Commentaire littéraire de la pièce théâtrale « Gassalet An- Nouadir », du collectif « Mohamed Driss », « Jalila Baccar »et « Fathel Al-Jaziri », ce groupe que l’on désigne par l’appellation : le Nouveau théâtre.

Article rédigé Par : Abdelaziz BEN ARFA

INTRODUCTION

Hier, Vendredi, 13 Mai 2022, de 22H00 à Minuit, la chaîne Première de télévision Tunisienne a rediffusé la célèbre pièce de Théâtre « Gassalet An-Nawadir ». On pourrait lui trouver un titre en français qui serait à peu près celui-ci : « Le flux des récits »). C’est une pièce exceptionnelle qui mérite que la critique littéraire en dégage les spécificités narratives et les qualités dramatiques.
Cette pièce a été présentée, la toute première fois, au début des années 80, dans l’espace théâtral municipal. Et depuis cette date, aucune autre pièce n’a pu l’évincer ou rivaliser avec elle. La tension dramatique est visible surtout à travers trois scènes principales qui sont celles du début, du milieu et de la fin, et qui constituent l’évolution d’un rapport amoureux compliqué et tendu, entre une femme journaliste, intellectuelle progressiste et un ouvrier embauché dans le journal « Al-Akbar » (l’information).

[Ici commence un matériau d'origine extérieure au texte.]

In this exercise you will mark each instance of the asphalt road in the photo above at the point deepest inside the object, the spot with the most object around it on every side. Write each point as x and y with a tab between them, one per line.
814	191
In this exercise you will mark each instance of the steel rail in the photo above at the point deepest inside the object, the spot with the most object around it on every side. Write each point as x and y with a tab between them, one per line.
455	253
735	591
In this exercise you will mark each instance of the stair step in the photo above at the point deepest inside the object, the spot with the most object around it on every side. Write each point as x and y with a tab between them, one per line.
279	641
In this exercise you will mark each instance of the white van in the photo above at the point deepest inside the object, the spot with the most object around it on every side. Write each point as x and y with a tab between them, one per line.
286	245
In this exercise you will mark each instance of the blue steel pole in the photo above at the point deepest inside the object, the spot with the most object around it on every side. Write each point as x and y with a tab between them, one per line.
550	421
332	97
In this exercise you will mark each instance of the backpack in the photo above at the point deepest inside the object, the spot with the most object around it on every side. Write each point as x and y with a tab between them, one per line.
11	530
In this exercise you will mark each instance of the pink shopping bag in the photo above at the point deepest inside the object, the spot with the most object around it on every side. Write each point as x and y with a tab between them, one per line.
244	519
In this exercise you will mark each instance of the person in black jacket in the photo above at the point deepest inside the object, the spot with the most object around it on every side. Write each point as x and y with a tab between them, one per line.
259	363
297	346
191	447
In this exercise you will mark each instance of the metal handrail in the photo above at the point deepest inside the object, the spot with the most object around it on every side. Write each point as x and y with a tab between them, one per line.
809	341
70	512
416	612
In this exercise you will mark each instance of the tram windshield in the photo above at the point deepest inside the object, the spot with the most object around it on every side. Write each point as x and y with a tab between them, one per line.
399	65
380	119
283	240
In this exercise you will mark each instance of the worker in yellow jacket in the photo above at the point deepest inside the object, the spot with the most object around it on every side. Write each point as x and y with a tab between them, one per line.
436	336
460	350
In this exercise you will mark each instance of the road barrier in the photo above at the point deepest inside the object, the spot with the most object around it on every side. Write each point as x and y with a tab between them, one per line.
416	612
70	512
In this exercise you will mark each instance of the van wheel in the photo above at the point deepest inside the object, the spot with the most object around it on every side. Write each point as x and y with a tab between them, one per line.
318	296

Je tenterai dans cet article de traiter les aspects thématiques et dramatiques, la rhétorique verbale et gestuelle ainsi que l’hybridation, la technique narrative sophistiquée. La littérarité de cette pièce est due aussi à la rentabilité stylistique que produit le lexique dialectal tunisien soutenu par un registre verbal arabe soutenu.

I- La composante dramatique :

Si cette pièce retient le spectateur, c’est d’abord par l’usage d’un style dramatique et rhétorique, verbal et gestuel performant qui produit un effet impressionnant.
Comment ?
Et selon quel mode ?
Mais avant de répondre à cette question il convient de rappeler, premièrement, ce que cette pièce propose de narrer et de dramatiser : le cadre que suggère le décor théâtral et pictural est un espace journalistique : Un Patron qui possède un journal « Al- Akbar » (l’information), un rédacteur en chef, un ouvrier qui est surtout chauffeur mais accomplit aussi d’autres travaux, une femme journaliste qui est la fille du patron, le propriétaire du journal. Celle-ci s’appelle « Madame Baya » ; elle est amoureuse de l’ouvrier qui s’appelle « Laroussi » : ces deux rôles sont assumées par l’actrice « Jalila Baccar » (la journaliste, fille du patron). L’acteur « Fadhel Al-Jaziri » joue le rôle de l’ouvrier, « Laroussi », qu’aime la journaliste. L’acteur « Mohamed Driss » joue le rôle de rédacteur en chef du journal « Al-Akbar » (l’information).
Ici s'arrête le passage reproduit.